We will use these two techniques to construct our better moving average, after we explore the first one a little more closely.
Fixing Overshoot
An n-day EMA has smoothing constant alpha=2/(n+1) and a lag of (n-1)/2.
Thus EMA (3) has lag 1, and EMA (11) has lag 5. Figure 2 shows that, if I am willing to incur 5 days of lag, I get a smoother moving average if I run EMA (3) through itself 5 times than if I just take EMA (11) once.
This suggests that if EPMA and DEMA have 0 or low lag, why not run fast versions (eg DEMA (3)) through themselves many times to achieve a smooth result? The problem is that multiple runs though these filters increase their tendency to overshoot the data, giving an unusable result. This is because the amplitude response of DEMA and EPMA is greater than 1 at certain frequencies, giving a gain of much greater than 1 at these frequencies when run though themselves multiple times. Figure 3 shows DEMA (7) and EPMA(7) run through themselves 3 times. DEMA^3 has serious overshoot, and EPMA^3 is terrible.

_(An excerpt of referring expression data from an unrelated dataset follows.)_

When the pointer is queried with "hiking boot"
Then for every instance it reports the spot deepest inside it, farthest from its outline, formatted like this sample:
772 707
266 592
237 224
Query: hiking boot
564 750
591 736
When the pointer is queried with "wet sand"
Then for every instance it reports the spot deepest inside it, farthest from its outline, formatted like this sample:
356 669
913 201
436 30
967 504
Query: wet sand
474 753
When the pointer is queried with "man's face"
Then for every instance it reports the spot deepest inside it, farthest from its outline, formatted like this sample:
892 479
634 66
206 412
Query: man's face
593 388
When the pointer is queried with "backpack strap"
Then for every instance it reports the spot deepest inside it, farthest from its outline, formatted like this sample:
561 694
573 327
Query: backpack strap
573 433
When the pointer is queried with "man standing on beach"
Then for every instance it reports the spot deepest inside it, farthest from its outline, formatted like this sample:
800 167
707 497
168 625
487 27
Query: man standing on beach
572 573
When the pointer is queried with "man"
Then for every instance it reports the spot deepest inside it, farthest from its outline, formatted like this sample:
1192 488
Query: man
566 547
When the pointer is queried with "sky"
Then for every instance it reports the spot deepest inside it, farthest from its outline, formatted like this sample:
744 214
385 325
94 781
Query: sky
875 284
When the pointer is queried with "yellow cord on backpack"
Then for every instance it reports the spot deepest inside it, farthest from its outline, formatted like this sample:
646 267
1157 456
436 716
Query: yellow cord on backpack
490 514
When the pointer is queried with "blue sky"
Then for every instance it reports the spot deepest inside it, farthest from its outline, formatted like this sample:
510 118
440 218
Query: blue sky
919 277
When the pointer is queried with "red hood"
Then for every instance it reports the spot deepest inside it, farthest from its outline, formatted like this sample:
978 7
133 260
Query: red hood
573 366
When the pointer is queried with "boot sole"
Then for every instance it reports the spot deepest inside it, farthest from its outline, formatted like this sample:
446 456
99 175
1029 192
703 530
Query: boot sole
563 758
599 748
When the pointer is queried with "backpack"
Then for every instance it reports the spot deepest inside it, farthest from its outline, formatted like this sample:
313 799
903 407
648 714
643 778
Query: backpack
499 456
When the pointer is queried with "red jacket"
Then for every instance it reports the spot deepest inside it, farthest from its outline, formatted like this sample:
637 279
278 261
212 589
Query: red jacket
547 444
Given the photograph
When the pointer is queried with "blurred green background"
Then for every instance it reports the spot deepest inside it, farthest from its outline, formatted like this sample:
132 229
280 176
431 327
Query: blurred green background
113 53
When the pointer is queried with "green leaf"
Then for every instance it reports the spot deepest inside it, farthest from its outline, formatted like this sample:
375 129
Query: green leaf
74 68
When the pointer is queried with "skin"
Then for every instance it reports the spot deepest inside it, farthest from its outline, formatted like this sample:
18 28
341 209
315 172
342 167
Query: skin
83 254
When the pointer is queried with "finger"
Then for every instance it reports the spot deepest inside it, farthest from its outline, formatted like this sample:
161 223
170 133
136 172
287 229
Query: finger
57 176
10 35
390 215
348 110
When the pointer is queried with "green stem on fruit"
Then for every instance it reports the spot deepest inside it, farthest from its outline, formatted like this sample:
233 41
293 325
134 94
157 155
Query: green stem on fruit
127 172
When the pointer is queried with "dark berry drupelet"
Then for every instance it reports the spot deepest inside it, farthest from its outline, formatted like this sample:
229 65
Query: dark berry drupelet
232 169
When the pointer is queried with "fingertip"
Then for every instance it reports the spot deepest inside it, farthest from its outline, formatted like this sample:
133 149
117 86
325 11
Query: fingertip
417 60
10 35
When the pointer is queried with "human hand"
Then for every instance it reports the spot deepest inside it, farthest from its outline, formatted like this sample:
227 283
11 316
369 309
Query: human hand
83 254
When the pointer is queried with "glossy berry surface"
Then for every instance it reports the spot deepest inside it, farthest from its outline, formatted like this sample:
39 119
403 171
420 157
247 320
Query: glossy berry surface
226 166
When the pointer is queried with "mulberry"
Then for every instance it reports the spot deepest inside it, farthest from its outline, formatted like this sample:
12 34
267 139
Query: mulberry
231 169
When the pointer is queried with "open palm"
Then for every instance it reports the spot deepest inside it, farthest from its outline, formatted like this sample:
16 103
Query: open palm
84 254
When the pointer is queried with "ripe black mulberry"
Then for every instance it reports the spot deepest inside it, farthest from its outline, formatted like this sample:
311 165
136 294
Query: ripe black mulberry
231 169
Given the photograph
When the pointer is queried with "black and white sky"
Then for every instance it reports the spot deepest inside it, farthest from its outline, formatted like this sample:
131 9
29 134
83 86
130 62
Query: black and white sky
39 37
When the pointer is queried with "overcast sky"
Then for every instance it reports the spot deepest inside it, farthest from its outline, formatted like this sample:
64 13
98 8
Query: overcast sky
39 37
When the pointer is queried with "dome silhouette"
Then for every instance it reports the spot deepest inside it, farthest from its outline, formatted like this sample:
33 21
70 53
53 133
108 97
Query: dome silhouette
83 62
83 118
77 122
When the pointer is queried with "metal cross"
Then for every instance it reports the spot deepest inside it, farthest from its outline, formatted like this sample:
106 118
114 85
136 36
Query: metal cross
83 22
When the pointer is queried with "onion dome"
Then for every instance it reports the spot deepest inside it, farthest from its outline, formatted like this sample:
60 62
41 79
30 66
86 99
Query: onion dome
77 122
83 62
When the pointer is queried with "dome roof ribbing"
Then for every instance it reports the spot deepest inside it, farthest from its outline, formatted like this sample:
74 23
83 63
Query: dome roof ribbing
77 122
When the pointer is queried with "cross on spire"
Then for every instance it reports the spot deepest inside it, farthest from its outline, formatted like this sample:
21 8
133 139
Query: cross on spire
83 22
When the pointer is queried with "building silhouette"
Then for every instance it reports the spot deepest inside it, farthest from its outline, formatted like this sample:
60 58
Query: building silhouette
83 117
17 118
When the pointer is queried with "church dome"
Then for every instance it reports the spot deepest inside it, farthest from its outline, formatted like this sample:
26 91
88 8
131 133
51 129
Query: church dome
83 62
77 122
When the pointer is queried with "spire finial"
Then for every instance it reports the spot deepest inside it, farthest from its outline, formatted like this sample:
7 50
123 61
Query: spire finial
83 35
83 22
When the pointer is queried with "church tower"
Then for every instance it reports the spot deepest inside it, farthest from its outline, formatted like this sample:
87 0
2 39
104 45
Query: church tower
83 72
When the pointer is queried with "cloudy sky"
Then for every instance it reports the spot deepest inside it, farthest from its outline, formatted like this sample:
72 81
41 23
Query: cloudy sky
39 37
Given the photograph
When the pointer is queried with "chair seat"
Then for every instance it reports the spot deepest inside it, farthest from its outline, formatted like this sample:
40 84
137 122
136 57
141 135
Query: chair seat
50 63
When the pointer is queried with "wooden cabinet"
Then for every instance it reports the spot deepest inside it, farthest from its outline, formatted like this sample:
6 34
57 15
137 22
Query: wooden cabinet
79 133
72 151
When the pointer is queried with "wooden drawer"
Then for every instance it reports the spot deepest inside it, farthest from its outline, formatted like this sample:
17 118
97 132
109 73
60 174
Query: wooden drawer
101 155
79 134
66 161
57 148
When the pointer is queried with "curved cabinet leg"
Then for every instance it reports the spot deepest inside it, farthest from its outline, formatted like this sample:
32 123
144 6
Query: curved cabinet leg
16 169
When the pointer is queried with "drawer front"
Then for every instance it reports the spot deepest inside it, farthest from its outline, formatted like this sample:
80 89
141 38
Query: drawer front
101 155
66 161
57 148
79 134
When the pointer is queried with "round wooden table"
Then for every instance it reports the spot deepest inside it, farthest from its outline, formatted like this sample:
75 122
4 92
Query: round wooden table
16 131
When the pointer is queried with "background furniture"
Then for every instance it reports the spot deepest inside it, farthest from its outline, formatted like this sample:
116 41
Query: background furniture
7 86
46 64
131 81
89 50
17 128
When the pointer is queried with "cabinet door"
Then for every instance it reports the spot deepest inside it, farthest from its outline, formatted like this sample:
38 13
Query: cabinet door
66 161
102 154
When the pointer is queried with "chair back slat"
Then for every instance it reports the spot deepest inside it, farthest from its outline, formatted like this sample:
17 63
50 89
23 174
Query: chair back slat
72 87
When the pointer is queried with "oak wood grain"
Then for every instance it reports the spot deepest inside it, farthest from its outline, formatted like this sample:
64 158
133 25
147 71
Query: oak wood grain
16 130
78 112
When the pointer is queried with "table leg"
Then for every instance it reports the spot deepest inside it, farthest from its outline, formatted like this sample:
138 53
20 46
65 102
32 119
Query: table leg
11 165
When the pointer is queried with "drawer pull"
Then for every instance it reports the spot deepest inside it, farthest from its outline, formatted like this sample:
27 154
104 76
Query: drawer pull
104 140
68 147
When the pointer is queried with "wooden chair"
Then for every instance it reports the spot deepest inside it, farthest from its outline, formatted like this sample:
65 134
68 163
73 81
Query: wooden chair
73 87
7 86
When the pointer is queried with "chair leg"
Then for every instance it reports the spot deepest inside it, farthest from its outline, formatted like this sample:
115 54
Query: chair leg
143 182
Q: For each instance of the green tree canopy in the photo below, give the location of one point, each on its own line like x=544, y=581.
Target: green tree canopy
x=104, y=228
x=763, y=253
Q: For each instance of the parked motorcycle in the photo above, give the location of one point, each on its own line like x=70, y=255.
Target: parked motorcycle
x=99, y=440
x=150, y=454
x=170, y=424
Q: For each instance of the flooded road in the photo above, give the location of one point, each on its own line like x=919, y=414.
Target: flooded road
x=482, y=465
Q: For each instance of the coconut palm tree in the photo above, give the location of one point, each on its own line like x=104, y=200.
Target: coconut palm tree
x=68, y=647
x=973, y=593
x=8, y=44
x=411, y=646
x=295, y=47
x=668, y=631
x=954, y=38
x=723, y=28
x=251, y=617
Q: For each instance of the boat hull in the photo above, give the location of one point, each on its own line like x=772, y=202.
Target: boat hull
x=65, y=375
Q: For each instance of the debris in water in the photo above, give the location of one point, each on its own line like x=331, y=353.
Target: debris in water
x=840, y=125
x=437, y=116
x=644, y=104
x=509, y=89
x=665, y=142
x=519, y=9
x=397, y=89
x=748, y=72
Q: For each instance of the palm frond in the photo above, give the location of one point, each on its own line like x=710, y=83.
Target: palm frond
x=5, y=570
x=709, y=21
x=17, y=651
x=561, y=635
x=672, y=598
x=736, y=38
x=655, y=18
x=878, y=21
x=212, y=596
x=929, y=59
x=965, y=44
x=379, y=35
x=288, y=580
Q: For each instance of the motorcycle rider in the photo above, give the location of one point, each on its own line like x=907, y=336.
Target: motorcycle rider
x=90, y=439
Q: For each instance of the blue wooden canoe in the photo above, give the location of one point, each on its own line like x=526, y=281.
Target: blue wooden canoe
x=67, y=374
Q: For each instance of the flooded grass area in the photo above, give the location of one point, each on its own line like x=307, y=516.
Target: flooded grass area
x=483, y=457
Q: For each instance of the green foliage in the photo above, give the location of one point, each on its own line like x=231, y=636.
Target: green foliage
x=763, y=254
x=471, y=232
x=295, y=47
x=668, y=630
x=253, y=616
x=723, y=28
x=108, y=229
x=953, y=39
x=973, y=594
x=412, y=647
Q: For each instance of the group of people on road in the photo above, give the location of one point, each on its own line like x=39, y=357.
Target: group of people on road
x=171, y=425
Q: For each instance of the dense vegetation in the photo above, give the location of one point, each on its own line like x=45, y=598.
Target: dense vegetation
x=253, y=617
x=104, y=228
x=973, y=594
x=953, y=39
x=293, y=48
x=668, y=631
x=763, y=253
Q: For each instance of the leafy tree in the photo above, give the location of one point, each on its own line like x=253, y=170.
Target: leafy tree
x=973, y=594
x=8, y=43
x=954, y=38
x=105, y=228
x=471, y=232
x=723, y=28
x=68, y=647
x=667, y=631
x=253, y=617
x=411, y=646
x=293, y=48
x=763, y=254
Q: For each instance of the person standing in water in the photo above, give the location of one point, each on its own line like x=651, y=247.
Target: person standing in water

The solution to the overshoot problem is to recall what we are doing with twicing:
DEMA (n) = EMA (n) + EMA (time series - EMA (n))
The second term is adding, in effect, a smooth version of the derivative to the EMA to achieve DEMA . The derivative term determines how hot the moving average's response to linear trends will be. We need to simply turn down the volume to achieve our basic building block:
EMA (n) + EMA (time series - EMA (n))*.7;
This is algebraically the same as:
EMA (n)*1.7-EMA( EMA (n))*.7;
I have chosen .7 as my volume factor, but the general formula (which I call "Generalized Dema") is:
GD (n,v) = EMA (n)*(1+v)-EMA( EMA (n))*v,
Where v ranges between 0 and 1. When v=0, GD is just an EMA , and when v=1, GD is DEMA . In between, GD is a cooler DEMA . By using a value for v less than 1 (I like .7), we cure the multiple DEMA overshoot problem, at the cost of accepting some additional phase delay. Now we can run GD through itself multiple times to define a new, smoother moving average T3 that does not overshoot the data:
T3(n) = GD ( GD ( GD (n)))
In filter theory parlance, T3 is a six-pole non-linear Kalman filter. Kalman filters are ones which use the error (in this case (time series - EMA (n)) to correct themselves. In Technical Analysis , these are called Adaptive Moving Averages; they track the time series more aggressively when it is making large moves.